Furthermore, we analyze the security of our proposed QSS protocol. Since dishonest participants are easier to steal the useful information than external eavesdroppers, the primary security goal of QSS is to prevent dishonest participants from cheating. First, the current participant sends the photon sequence to the next participant, who is randomly chosen. Dishonest participants cannot know which one is the next one to be chosen, so they cannot get the unitary operations or sub-secrets of other participants. And then, the secret K_D of the distributor is restored by XOR operations by the sub-secrets of all participants. Thus, any less than n − 1 participants cannot recover the distributor’s secret without the sub-secrets of the remaining participants. Finally, there is eavesdropping detection procedure with the decoy photons to check the security of the protocol. If a malicious bidder wants to perform intercept-and-resend attack, he/she will be found because the states and positions of decoy photons are unknown to him/her.

Security

(1) The outsider attacks: The attacks usually have the following type of attacks: intercept-and-resend attack, double-CNOT attack, entangle-and-measure attack, etc. Similar to most QSS protocol schemes, in our protocol, the decoy photons can effectively prevent the outer eavesdroppers from stealing the secret. If there is an eavesdropper Eve who wants to get useful messages, she must remove these decoy photons without being found. In fact, this is impossible because the decoy photons are inserted randomly into the sequence and Eve does not know the positions and initial states of these decoy photons. Furthermore, if Eve wants to measure the photon sequence, the state of the decoy photons will be destroyed and she will be found.

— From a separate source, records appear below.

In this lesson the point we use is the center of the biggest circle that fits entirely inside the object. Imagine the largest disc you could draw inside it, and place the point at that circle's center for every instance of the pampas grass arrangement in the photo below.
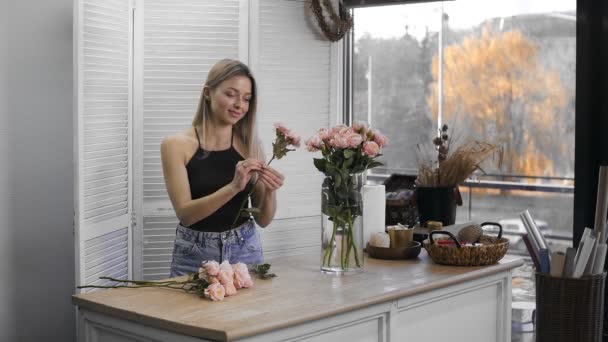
(452, 168)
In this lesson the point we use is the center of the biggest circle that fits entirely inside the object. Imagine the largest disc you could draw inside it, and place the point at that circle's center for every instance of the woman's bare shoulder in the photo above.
(182, 141)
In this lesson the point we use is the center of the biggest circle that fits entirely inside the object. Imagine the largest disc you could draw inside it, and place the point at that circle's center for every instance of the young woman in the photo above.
(209, 170)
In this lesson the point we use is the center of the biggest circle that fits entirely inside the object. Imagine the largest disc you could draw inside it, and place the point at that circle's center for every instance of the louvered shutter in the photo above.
(179, 43)
(102, 50)
(296, 71)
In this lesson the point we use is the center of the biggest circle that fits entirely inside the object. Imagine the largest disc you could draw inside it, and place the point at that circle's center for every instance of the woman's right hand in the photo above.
(244, 171)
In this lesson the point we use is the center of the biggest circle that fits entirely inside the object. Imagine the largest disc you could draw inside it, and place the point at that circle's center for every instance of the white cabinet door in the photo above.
(102, 139)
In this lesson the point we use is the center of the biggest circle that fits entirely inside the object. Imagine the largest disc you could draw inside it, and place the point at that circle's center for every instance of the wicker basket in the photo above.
(492, 250)
(569, 309)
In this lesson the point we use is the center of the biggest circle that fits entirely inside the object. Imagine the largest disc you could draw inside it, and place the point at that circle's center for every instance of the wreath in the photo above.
(342, 22)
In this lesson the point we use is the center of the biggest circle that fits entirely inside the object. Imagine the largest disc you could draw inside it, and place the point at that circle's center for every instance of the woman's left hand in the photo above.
(271, 178)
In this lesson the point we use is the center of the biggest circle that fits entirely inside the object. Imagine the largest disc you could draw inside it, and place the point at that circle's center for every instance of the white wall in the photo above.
(36, 172)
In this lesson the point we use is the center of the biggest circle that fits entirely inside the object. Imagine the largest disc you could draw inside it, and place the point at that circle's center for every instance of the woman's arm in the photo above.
(191, 211)
(265, 197)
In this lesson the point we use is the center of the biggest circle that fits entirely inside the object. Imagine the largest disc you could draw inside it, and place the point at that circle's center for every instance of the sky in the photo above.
(390, 21)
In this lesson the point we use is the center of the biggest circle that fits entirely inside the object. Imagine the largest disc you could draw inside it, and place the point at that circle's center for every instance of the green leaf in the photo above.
(320, 164)
(337, 180)
(262, 271)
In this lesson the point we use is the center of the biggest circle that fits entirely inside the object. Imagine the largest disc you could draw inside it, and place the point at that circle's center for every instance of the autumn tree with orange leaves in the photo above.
(495, 86)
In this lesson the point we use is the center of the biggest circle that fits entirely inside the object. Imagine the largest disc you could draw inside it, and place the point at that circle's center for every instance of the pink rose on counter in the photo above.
(242, 278)
(216, 292)
(212, 267)
(202, 283)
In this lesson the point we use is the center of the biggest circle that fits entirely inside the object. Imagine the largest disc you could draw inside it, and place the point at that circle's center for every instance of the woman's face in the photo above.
(230, 100)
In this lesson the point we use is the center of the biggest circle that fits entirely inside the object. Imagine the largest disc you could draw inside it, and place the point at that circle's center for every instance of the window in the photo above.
(500, 69)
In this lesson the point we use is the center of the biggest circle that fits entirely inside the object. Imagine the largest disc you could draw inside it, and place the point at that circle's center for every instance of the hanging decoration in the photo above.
(342, 23)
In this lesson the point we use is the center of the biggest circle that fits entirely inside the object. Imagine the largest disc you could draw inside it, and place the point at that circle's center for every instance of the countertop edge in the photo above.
(485, 271)
(256, 330)
(154, 322)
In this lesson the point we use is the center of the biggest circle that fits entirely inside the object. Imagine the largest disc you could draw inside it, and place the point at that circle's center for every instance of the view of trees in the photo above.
(516, 84)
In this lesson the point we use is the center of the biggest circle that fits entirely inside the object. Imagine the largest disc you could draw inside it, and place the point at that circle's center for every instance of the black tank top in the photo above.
(208, 171)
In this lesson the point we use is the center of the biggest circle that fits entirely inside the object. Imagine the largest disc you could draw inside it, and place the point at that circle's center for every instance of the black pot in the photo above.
(436, 204)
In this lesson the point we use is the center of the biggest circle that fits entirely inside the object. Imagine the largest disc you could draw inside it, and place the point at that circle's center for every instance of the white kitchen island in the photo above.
(408, 300)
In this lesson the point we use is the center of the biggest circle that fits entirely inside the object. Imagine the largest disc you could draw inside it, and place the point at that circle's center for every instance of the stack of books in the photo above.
(588, 258)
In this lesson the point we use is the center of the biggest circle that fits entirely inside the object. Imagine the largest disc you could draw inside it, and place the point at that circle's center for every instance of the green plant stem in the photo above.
(238, 214)
(352, 239)
(342, 249)
(140, 283)
(329, 252)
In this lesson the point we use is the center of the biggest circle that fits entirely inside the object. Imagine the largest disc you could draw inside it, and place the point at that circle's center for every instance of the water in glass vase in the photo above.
(342, 225)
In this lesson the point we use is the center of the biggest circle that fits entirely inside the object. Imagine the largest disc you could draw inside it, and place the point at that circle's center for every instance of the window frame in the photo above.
(591, 108)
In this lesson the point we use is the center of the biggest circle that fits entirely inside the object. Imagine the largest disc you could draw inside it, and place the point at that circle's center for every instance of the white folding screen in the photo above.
(297, 74)
(179, 42)
(102, 138)
(153, 56)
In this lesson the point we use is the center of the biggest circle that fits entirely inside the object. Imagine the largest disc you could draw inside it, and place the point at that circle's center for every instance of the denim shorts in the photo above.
(191, 248)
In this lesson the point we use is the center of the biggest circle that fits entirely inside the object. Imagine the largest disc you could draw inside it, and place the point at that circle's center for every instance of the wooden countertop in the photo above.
(300, 293)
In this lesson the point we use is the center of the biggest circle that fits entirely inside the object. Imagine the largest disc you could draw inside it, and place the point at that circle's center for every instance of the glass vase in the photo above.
(342, 224)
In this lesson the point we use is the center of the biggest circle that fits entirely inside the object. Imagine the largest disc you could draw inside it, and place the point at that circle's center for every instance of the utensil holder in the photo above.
(569, 309)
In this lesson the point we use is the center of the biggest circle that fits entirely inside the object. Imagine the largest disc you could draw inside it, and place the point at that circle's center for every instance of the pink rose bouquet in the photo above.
(346, 151)
(213, 280)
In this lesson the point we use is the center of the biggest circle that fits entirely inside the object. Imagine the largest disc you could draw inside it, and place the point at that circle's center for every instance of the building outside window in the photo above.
(494, 71)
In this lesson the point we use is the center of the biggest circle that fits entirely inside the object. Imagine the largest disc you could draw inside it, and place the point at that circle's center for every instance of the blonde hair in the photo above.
(245, 129)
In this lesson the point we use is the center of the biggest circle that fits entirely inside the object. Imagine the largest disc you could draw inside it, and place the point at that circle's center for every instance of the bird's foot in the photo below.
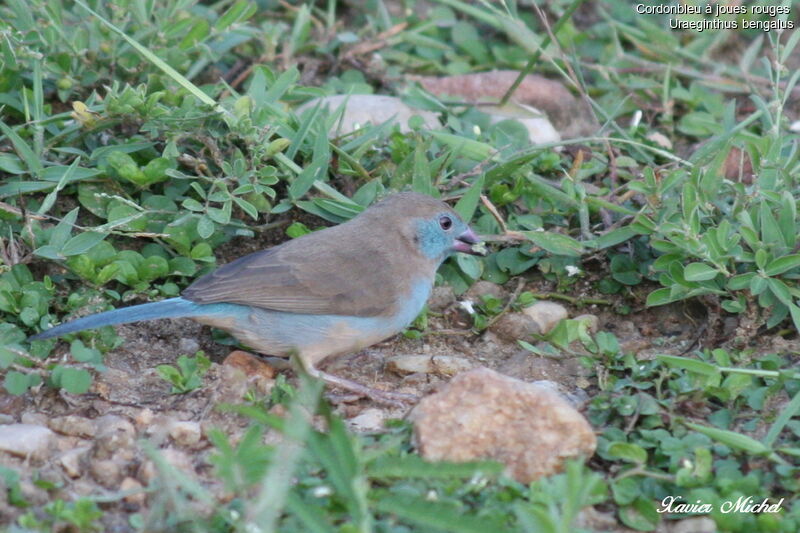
(395, 399)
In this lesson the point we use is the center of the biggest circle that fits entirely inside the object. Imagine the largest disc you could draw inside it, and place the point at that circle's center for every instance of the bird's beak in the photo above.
(469, 243)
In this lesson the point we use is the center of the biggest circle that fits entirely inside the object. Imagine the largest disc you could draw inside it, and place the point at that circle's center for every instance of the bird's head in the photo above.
(431, 225)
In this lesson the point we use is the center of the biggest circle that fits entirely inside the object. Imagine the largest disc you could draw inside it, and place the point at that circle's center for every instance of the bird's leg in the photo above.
(396, 399)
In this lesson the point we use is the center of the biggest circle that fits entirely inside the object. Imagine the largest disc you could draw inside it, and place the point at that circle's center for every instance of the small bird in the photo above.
(324, 294)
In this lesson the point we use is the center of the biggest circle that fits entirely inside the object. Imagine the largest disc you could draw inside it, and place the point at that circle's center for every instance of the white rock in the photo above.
(72, 461)
(546, 315)
(369, 420)
(443, 365)
(360, 109)
(481, 414)
(26, 440)
(185, 433)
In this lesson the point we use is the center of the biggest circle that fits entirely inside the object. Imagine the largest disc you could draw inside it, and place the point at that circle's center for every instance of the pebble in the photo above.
(188, 346)
(34, 419)
(137, 496)
(443, 365)
(369, 420)
(115, 435)
(513, 326)
(250, 364)
(72, 461)
(185, 433)
(174, 457)
(73, 426)
(26, 440)
(592, 322)
(144, 418)
(107, 472)
(481, 414)
(485, 288)
(546, 315)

(2) The collusion attacks: there are two common types of collusion attacks in most Quantum Secret Sharing protocols. One type is that the first participant (e.g., P₁) and the last participant (e.g., P_n) collude to obtain the aggregate sub-secrets of other participants. Another type is that the previous participant (e.g., P_i − 1) and the next participant (e.g., P_i + 1) collude to get the participant P_i’s sub-secret. Obviously our proposed protocol can resist these collusion attacks. On the one hand, the next participant is randomly selected when sending the photon sequence. On the other hand, the sub-secret of each participant is dynamically updated. Therefore, the collusion attacks are invalid for our QSS protocol.

Furthermore, our protocol has a low quantum consumption rate (i.e., the amount of qubits for every transmitted classic bit message). In addition, it only needs to perform one joint measurement to detect the eavesdropping, so the efficiency of proposed protocol is higher.